KARLA'S CHOICE

Had to give up on Nick Harkaway's debut under his dad's John Le Carré name, KARLA'S CHOICE. Liked what I read of it (and I adore Harkaway's work, GNOMON especially; his turning of phrase and rhythm is spectacular) and Harkaway made an honest go of it, but it lacked the authenticity of his dad's work. Not in the spycraft sort of way, but in the human voice behind it. Felt too much like reading a really good novelization of a really good film adapt of a Le Carré classic: I'd rather read the original. Had a similar feeling watching Mangold's INDIANA JONES flick: the characters are there but the absence of the heart behind is acutely felt. Time to let Le Carré rest. Solid go, but no.

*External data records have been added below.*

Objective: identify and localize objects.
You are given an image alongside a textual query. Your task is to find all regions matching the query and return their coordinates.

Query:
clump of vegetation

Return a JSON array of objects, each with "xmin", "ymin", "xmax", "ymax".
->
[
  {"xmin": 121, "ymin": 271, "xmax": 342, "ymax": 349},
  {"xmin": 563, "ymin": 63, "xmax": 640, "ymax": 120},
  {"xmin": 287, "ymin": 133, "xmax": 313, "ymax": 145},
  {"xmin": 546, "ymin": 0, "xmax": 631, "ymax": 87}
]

INDIANA JONES and THE DIAL OF DESTINY (James Mangold, 2023)

(Directed by James Mangold from a script by Jezz Butterworth, John Henry Butterworth, David Koepp, and Mangold; starring Harrison Ford, Phoebe Waller-Bridge, Mads Mikkelsen, Toby Jones, Antonio Banderas, John Rhys-Davies, and Boyd Holbrook. Released 30 June 2023; watched 2023w50 via 4k)

If I learned anything from this entertaining-enough trip down memory lane, it's that Spielberg is as integral to INDIANA JONES as Harrison Ford is under the fedora: Mangold is one of the best, most competent storytellers working today with a panache for finales (LOGAN, I mean... damn) and DIAL is a competent, occasionally thrilling exercise in old-school adventure filmmaking, but for DIAL to truly feel like the farewell to one of the best, most iconic franchises of the last 42 years that it was intended to be, it needed more than competence: it needed Spielberg's unabashed heart and Spielberginess. His decision to not direct DIAL, to "pass it on to a new generation" – perplexing, considering that that's something you would do if the series was continuing which this clearly isn't (P.S. the only actor working today I could see convincingly playing Indy would be Ryan Gosling) – will, I think, go down as the greatest tragedy of the series – yes, even more so than CRYSTAL SKULL which, for all of its LeBeouffery and vine-swinging with monkeys and nuclear-explosion-survival-via-refrigerator excesses, nonetheless wore those excesses proudly and in the best spirit of the series's Saturday matinee / Republic serial inspiration. I'll stick with THE LAST CRUSADE as the farewell, with CRYSTAL SKULL and now DIAL OF DESTINY as wistful and flawed approximations of memories in a family photo album.